This question comes from @Floris' speculation at the end of his excellent answer about what it would take to kill everyone on the Earth with electricity.
Doing all this in 1/10th of a second requires an instantaneous power of $7 \cdot 10^{27} W$ which is a bit larger than the power output of the sun (which is $4\cdot 10^{26}W$ according to Wolfram alpha
This being the case, I think we're pretty safe. The only way Dr Evil could get away with this plan is to do it in reverse: first pump the charge off the earth to the moon (slowly), then let it all flow back in a cosmic lightning strike. I am not absolutely sure that the moon would stay in orbit while we charge it up... electrostatic attraction would get pretty strong. But that might be the topic for another post.
Here's that other post!
Can you cause lightning to jump between the Earth and the Moon?
What scale of energy and charge would it take?
Before the lightning cancelled out the charge, how much would the electromagnetic attraction alter the orbit of the Moon?
Answer
Based on the calculation in my earlier answer, we were going to try to charge the earth with $10^{12}C$ and put that charge on the moon. Sending all the charge back in a giant lightning strike would then cause such a rapid change in electric field (not to mention that it dumps all the energy of twelve suns for a tenth of a second...) that it would electrocute every human being on the planet not in a well shielded cage (and those would probably just fry instead).
I then speculated about the forces and fields that would arise from that charge...
The force between two spheres each charged with $Q=10^{12}C$, distance $R = 4\cdot 10^8 m$ apart, is
$$F_e = \frac{Q^2}{4\pi \epsilon_0 R^2}\approx 5\cdot 10^{16}N$$
By comparison, the force of gravity is
$$F_g = \frac{GMm}{R^2} \approx 2\cdot 10^{20} N$$
So it won't make the moon crash - but it might speed up the orbit a little bit. More full moons. Werewolves, rejoice!
Now as for the electrical discharge. Earlier, I calculated that the field strength of earth was about 200 MV/m. The dielectric breakdown of air occurs at about 3 MV/m - see this source. More precisely, if we look at the Paschen curve for air, it is given by
$$V_b = \frac{apd}{\ln(pd)+b}$$
Where for air, $a=4\cdot 10^7 V/(atm\cdot m)$, $b=12.8$, and $p= 1 atm$. For $d = 4\cdot 10^8 m$, the breakdown voltage (using the ridiculous assumption that the air pressure is the same all the way) would be $5\cdot 10^{14} V$ - and that was a very generous estimate. More realistic would be that the potential difference reached is such that the field reaches 3 MV/m - 1/70th of the desired potential difference.

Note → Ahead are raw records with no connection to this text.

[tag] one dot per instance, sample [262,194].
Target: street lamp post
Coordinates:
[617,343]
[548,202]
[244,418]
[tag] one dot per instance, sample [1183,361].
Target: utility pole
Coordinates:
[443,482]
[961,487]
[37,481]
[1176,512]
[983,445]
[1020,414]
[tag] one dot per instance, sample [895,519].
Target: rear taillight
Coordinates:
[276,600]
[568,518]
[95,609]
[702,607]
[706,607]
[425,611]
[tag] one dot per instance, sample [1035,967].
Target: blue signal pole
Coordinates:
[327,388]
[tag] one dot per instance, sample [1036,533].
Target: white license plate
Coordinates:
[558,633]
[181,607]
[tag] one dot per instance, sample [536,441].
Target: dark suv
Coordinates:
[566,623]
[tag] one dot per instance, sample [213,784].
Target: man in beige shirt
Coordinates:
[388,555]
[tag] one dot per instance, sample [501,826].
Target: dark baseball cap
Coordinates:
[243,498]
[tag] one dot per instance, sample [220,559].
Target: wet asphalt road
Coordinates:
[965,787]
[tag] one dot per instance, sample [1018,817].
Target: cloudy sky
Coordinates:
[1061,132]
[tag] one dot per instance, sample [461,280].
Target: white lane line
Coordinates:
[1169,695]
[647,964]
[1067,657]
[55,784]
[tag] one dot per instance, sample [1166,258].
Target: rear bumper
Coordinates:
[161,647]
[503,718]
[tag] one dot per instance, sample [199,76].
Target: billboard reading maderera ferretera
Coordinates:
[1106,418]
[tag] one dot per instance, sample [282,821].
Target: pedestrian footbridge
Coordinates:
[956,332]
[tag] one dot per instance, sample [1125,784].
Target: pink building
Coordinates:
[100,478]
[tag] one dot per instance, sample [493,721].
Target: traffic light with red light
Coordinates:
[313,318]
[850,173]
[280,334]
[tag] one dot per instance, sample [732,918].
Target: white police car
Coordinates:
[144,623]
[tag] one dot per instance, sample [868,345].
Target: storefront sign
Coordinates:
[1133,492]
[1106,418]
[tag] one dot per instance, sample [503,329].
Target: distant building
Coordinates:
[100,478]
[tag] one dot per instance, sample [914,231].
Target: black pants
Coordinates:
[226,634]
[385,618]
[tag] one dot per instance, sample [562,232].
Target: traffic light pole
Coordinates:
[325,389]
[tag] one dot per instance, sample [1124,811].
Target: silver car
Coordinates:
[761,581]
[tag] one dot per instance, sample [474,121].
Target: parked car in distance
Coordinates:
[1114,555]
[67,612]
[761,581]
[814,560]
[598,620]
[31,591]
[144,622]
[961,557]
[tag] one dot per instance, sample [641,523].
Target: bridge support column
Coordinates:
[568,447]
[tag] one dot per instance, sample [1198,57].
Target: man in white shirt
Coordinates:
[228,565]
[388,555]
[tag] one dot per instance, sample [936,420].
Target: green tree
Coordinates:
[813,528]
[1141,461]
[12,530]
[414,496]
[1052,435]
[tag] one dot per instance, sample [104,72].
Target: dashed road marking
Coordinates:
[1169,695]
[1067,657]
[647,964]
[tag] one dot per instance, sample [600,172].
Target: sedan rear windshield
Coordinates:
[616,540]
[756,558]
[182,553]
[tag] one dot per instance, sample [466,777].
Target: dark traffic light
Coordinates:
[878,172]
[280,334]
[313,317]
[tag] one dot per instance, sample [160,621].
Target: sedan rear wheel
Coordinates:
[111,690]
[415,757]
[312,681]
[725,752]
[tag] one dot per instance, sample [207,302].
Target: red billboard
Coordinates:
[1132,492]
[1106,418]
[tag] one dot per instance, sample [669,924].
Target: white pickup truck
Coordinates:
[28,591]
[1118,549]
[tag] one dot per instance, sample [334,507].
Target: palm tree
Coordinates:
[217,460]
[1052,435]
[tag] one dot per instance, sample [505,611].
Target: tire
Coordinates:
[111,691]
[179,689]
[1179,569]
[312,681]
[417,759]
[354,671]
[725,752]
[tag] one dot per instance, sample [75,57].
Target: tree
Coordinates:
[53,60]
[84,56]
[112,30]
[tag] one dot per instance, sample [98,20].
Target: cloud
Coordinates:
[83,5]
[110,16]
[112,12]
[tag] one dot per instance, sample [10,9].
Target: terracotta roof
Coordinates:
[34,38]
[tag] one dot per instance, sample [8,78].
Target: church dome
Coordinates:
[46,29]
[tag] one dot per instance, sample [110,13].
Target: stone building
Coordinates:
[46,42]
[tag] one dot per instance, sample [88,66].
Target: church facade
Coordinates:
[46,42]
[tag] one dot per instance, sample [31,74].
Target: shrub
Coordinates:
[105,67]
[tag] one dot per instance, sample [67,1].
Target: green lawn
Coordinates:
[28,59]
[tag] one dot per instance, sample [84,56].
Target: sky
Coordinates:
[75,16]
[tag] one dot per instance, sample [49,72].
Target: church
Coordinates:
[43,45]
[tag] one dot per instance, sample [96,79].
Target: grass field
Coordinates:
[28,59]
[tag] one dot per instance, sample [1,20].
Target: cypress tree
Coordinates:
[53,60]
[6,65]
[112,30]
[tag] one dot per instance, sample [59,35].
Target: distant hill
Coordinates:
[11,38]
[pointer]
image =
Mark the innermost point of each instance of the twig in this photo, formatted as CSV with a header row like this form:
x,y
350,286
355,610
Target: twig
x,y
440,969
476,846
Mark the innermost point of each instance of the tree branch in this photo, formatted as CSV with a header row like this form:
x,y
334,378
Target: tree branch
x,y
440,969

What will happen long before we reach the desired potential difference is this - the atmosphere will be ionized on the side of the moon (where the field strength is greatest) and ions will start to be attracted to the moon (assuming that the potential difference was set up with the earth net positive, and the moon net negative). These ions will arrive at the moon with tremendous energy - enough to vaporize bits of moon on impact and create a plasma which in turn will be ripped apart by the electric field and run towards the earth.
Previously we calculated the energy associated with the full potential difference as $10^{26} J$ - but that was when the full charge was reached. At 1/70th of the voltage we will have about 1/5000th of the energy, so $2\cdot 10^{22}J$. If half of that is used to burn a hole in the moon, you can melt a big hole. How big?
Heat capacity of lava roughly 1 kJ/(kg K); latent heat of fusion of rock 400 kJ/kg (source), and boiling point around 2500 K (2230 C for quartz). I could not find the latent heat of vaporization of rock, but based on other silicon based compounds, I will put it at 8000 kJ/kg (somewhere between the value for iron and silicon).
So taking one kg of moon and vaporizing it takes roughly
8,000 + 2,000 * 1 + 400 ~ 10,000 kJ
Update:
According to this reference the specific energy of granite is 26 kJ/cm3, and the density of granite is about 2.6 g/cm3. That makes my estimate of the power required to vaporize rock surprisingly accurate.
This means that this lightning strike will vaporize $10^{22-7}=10^{15} kg$ of moon. At a density of about $3.3 \cdot 10^3 kg/m^3$ that is a volume of 300 cubic kilometers of moon - a sphere of about 8 km diameter. And all that matter will be vaporized, ionized, and hurtling about in space. The most spectacular fireworks you will ever see - and not be able to tell the grandkids about.
A similar hole will be made on earth, of course. I think the fact that we'll be getting electrocuted is dropping lower down on the list of causes of death - of the planet.